Saunders & Associates sued brokerage after a former agent allegedly stole listings

New York /
Jan.January 13, 2016 08:00 AM

Compass just wants to be left alone.

The startup brokerage – which was sued last month by Hamptons firm Saunders & Associates after a former agent allegedly stole listings and handed them off to Compass – has asked a federal judge to dismiss complaints against it.

In a motion filed in the U.S. District Court’s Eastern District, Compass said it returned the listings data to Saunders and fired the agent in question.

“There is nothing left for Compass to do,” the firm stated in court documents dated Jan. 7. “Saunders is using its suit against Compass in a transparent attempt to stifle legitimate competition from Compass in the Hamptons real estate market… At this point, Compass should be allowed to resume its real estate business without disruption.”

Saunders slammed Compass and former agent Meg Salem with a lawsuit on Dec. 7, alleging that Salem stole more than 11,000 listings from Saunders and turned the data over to Compass. After a judge issued a temporary restraining order, Compass fired Salem, saying that it “holds its agents to the very highest standards and has very clear company rules.”

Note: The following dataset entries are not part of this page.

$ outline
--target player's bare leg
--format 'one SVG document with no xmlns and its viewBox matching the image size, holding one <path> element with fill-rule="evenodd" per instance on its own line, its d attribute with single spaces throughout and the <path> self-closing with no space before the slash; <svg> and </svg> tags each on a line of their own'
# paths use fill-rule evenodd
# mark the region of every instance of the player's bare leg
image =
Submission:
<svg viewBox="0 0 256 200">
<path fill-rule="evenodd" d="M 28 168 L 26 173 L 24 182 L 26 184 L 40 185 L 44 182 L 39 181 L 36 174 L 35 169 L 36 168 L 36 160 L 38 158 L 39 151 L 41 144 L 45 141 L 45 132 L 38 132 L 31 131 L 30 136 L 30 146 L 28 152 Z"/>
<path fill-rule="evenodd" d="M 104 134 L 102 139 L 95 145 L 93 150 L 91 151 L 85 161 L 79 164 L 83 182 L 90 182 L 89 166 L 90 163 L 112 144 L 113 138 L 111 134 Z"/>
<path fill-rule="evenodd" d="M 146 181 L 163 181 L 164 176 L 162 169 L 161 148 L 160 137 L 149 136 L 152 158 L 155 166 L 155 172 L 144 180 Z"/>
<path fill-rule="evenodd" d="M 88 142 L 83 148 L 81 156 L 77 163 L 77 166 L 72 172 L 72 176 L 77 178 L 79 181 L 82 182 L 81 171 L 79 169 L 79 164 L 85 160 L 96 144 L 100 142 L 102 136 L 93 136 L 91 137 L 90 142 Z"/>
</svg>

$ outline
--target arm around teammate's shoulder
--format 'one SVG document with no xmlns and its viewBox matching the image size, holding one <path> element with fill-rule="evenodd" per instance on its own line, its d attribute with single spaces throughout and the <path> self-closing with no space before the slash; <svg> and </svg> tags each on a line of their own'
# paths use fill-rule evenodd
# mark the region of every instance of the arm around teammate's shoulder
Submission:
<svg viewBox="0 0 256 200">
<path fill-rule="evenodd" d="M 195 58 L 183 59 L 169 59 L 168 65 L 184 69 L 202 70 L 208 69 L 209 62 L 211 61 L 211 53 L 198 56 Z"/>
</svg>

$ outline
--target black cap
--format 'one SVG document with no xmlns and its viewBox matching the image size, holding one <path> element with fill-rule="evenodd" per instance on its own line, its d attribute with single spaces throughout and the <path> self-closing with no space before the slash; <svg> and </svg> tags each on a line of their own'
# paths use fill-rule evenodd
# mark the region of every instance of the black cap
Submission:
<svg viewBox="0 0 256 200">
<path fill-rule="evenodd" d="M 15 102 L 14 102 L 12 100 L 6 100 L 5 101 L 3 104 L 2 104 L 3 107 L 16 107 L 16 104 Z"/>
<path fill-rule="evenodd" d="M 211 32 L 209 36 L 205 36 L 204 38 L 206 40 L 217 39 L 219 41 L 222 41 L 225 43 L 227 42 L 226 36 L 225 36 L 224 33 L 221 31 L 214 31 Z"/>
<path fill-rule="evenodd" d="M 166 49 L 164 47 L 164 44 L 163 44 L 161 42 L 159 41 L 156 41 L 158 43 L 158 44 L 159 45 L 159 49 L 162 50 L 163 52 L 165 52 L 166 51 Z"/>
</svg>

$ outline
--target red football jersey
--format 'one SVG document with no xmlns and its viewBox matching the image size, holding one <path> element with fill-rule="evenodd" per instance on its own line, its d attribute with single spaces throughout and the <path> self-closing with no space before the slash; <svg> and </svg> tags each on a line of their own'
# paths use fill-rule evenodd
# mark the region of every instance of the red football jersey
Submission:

In the new motion, Compass denied knowing that Salem copied listings from Saunders’ internal database, and said it only learned about the allegations when Saunders filed its lawsuit. Compass said it subsequently returned Saunders’ information.

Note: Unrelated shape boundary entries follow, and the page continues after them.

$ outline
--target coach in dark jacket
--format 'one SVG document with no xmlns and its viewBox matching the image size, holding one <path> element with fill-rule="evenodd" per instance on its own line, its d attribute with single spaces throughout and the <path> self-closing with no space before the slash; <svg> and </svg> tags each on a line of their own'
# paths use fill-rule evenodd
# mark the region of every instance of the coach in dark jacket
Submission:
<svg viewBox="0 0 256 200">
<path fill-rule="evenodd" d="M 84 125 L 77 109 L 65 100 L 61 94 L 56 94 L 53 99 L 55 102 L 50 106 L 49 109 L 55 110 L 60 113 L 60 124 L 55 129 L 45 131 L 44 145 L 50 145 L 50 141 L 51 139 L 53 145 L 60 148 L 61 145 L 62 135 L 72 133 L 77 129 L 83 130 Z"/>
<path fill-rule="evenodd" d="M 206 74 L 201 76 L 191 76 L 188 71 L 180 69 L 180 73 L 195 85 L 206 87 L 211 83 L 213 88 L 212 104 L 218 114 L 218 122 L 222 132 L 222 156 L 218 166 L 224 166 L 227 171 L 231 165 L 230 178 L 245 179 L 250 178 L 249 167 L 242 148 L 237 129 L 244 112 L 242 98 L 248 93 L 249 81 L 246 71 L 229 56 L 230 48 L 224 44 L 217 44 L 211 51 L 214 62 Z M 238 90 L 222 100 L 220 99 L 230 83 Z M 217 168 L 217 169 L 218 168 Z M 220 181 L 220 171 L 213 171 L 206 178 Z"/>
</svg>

Saunders, however, alleges that Compass turned over just 220 documents – a fraction of the “thousands of pages of documents” obtained by Salem’s team.

“These listings are the lifeblood of our business and I want them back,” said Andrew Saunders, CEO of Saunders & Associates. “I want to know what happened to them.”

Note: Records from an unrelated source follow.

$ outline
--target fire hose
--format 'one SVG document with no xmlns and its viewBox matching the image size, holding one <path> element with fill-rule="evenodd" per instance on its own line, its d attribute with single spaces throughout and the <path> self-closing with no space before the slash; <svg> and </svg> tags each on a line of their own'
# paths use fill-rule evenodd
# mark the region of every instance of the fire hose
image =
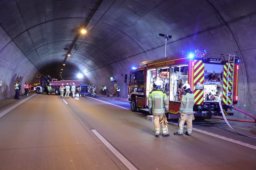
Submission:
<svg viewBox="0 0 256 170">
<path fill-rule="evenodd" d="M 232 127 L 231 127 L 231 126 L 229 124 L 229 123 L 227 121 L 227 118 L 226 118 L 226 117 L 225 116 L 225 114 L 224 114 L 224 112 L 223 111 L 223 108 L 222 108 L 222 105 L 221 105 L 221 102 L 222 102 L 221 100 L 219 98 L 218 98 L 218 101 L 219 102 L 219 104 L 220 107 L 220 110 L 221 110 L 221 113 L 222 114 L 222 116 L 223 117 L 223 118 L 224 118 L 224 120 L 225 120 L 225 122 L 226 122 L 226 123 L 227 123 L 227 124 L 229 126 L 229 127 L 230 127 L 230 128 L 231 128 L 231 129 L 232 129 L 234 131 L 235 131 L 235 132 L 236 132 L 238 134 L 239 134 L 239 135 L 242 135 L 243 136 L 247 136 L 247 137 L 250 137 L 250 138 L 254 138 L 254 139 L 256 139 L 256 138 L 255 138 L 255 137 L 252 137 L 252 136 L 247 136 L 247 135 L 244 135 L 244 134 L 241 134 L 241 133 L 239 133 L 239 132 L 237 132 L 237 131 L 236 131 L 235 130 L 234 130 L 234 129 L 233 129 L 233 128 L 232 128 Z M 237 109 L 235 109 L 235 110 L 237 110 Z M 239 109 L 237 109 L 237 110 L 238 111 L 239 111 L 240 110 L 239 110 Z M 245 113 L 245 112 L 244 113 L 243 112 L 242 112 L 242 113 Z M 248 113 L 247 113 L 247 114 L 247 114 L 247 115 L 248 115 Z M 248 115 L 248 116 L 249 116 L 249 115 Z M 252 116 L 251 116 L 251 117 L 252 117 Z M 253 117 L 253 118 L 254 118 L 254 117 Z M 255 120 L 255 118 L 254 118 L 254 120 Z M 255 122 L 254 122 L 254 123 L 255 123 Z"/>
</svg>

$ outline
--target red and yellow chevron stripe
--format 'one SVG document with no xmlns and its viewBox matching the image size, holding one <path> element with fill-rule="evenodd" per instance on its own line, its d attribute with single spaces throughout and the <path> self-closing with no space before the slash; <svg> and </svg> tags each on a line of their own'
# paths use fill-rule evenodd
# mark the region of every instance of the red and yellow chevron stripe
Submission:
<svg viewBox="0 0 256 170">
<path fill-rule="evenodd" d="M 192 62 L 193 61 L 192 61 Z M 204 90 L 196 89 L 196 84 L 203 84 L 204 77 L 204 63 L 201 60 L 194 60 L 194 68 L 192 70 L 194 76 L 192 76 L 191 82 L 193 83 L 193 93 L 195 97 L 195 104 L 202 105 L 204 102 Z M 192 64 L 192 67 L 193 64 Z"/>
</svg>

Saunders cited a sworn declaration by former Salem teammate Jess Spooner, who said he saw Salem turn over at least 1,000 sheets of paper to Compass, each one containing multiple listings.

 “There was an outright theft from my company, and mounting evidence that [Compass] not only knew about it, but embraced it and took the information,” Saunders added. “It’s not an innocuous thing.”

A spokesman for Compass said the claim that the brokerage needs to return 11,000 listings “has never made sense, since we have less than 1,000 listings in our database.” Compass expects an uptick of listings following its recent merger with Hamptons-based Strough Real Estate Associates.

In an amusing footnote in the case, Compass’ motion describes the firm as a “small real estate start-up that launched in 2013.”

But that assertion is somewhat dubious. In September, the firm raised $50 million in a Series C financing round, bringing the total investment to $123 million. Sources have valued the firm, which now has close to 300 agents, at $800 million.

By comparison, Vector Group Ltd. paid $60 million in 2013 for a 20.59 percent stake in Douglas Elliman, New York City’s largest residential brokerage. That deal would seem to value Elliman at just over $291 million.

Compass is using a good chunk of its venture funding to expand into new markets, including several in the Los Angeles area and the Hamptons.